Doing What Scares Her

February 19, 2014

Laura Watler

"I moved more weight than I ever thought possible."


Photos courtesy of Dona Karlowee
 

Two years ago, 35-year-old Erin Marshall overheard her friends talking about their workouts. To her surprise, they weren’t complaining about the drudgery of it. If she wasn’t mistaken, they actually sounded like they enjoyed it.

“I heard them all talking about how they lost so much weight, and CrossFit was all they talked about,” she said. “Things like kettlebells, Fran and PRs. But the one thing I noticed was that they were all happy talking about it.”  

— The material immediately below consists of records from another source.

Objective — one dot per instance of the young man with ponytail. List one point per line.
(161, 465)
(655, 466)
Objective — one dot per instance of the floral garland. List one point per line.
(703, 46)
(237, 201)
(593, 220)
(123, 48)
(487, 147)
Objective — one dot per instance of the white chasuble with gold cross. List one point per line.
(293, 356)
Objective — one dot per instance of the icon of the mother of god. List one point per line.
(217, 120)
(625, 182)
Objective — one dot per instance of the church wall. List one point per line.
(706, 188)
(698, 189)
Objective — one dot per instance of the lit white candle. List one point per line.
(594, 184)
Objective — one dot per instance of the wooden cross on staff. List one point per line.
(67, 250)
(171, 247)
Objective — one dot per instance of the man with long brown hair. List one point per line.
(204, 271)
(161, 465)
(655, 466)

She tried regular gyms in the past, but never stayed more than six months. Since her friends seemed genuinely hooked on CrossFit, she decided to give it a go. In the spring of 2012 she walked into CrossFit 7 Mile, one of three affiliates on the Cayman Islands.

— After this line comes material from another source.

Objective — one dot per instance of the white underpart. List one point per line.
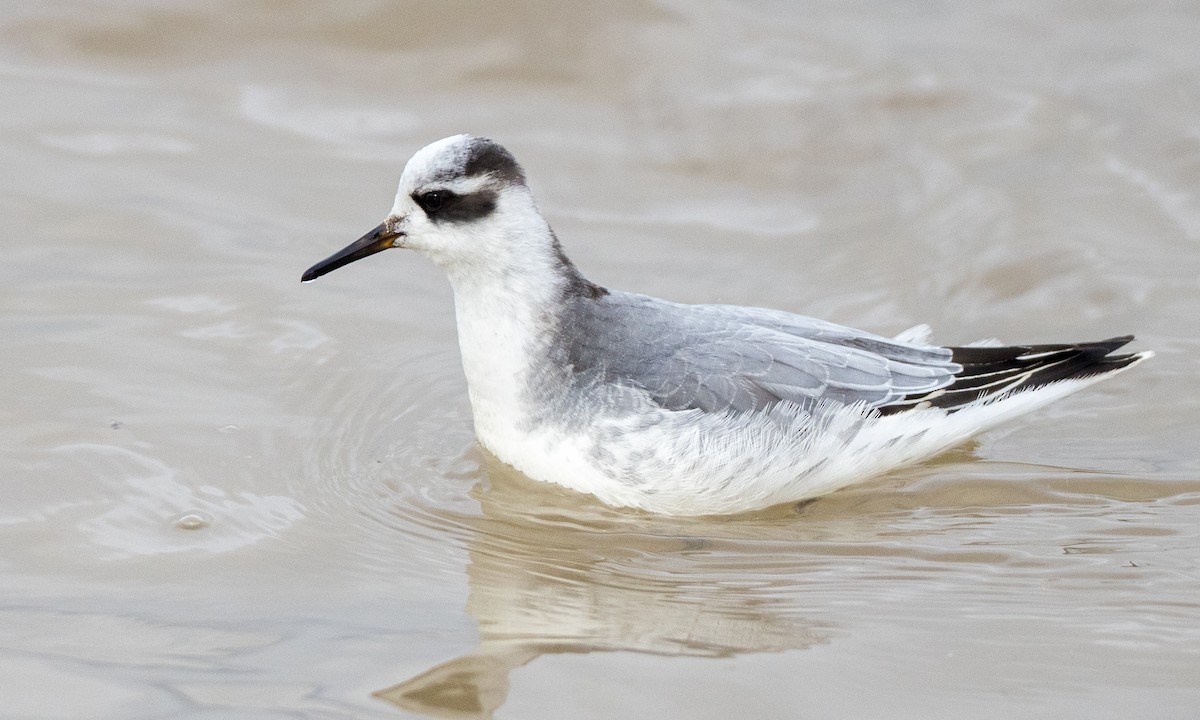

“I couldn’t squat or do a pull-up, but I kept coming back,” she said.

Over the next nine months, things started to change. She changed her diet, and her body responded by shedding the 25 lb. she gained after the birth of her son, Kayden, seven years prior.

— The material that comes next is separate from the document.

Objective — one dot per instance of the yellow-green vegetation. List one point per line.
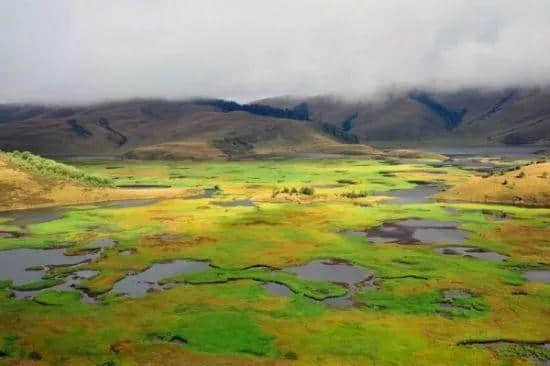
(53, 169)
(524, 185)
(29, 181)
(225, 315)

Her view of her body changed, as well. When she looked in the mirror, she didn’t focus on her perceived faults. Instead, she was proud of the body that could pick up her sleeping son and bring him upstairs to his bedroom.

Emboldened, she charged into 2013 determined to do whatever she wanted to do, even if it scared her.

When people in her box started to talk about an official CrossFit competition called the Open, she pushed aside her fears and signed up.

For five weeks, her stomach would knot every Tuesday night. Every Wednesday, her box put the competitors through the week’s Open workout shortly after Dave Castro announced it on the live stream.

“I have never been so afraid and yet full of anticipation for Wednesdays,” she said.

Almost every week, something came up in the workout that exceeded her personal records. To her surprise, almost every week she set new PRs.

“I moved more weight than I ever thought possible,” she said. “(Open Workout) 13.2 had a 75-lb. shoulder-to-overhead and 13.4 had a 95-lb. clean and jerk for three reps. Those were my one-rep-max numbers, and to do that much weight multiple times was daunting, to say the least, but I did them. I had multiple rounds for 87 points on 13.2, and had two reps on the clean (and jerk) for 13.4. I was pretty proud of what I had accomplished.”

Once she was done, she turned around and cheered for her friends at the box.

”There were many Saturdays I couldn't talk because of all the yelling and cheering from the night before,” she said.

The competition gave her an adrenaline boost that helped her push harder than she ever had. She finished the Open knowing she could give more each day of training, not just when there was a judge by her side.

“CrossFit isn't about easy; it's about the challenge, and being better than yesterday or last year,” Marshall said. “It's about constant improvements.”

Now, after another year of training, Marshall is excited to compete in her second Open. She has three rules for herself during the Open:

1. Do my best.
2. Try everything.
3. Learn from the experience.

The mental side of CrossFit is still challenging, she said.

“Getting my brain to be quiet and letting my body do what it knows how to do—that's the aspect that I want to focus on,” Marshall said. “And have fun.”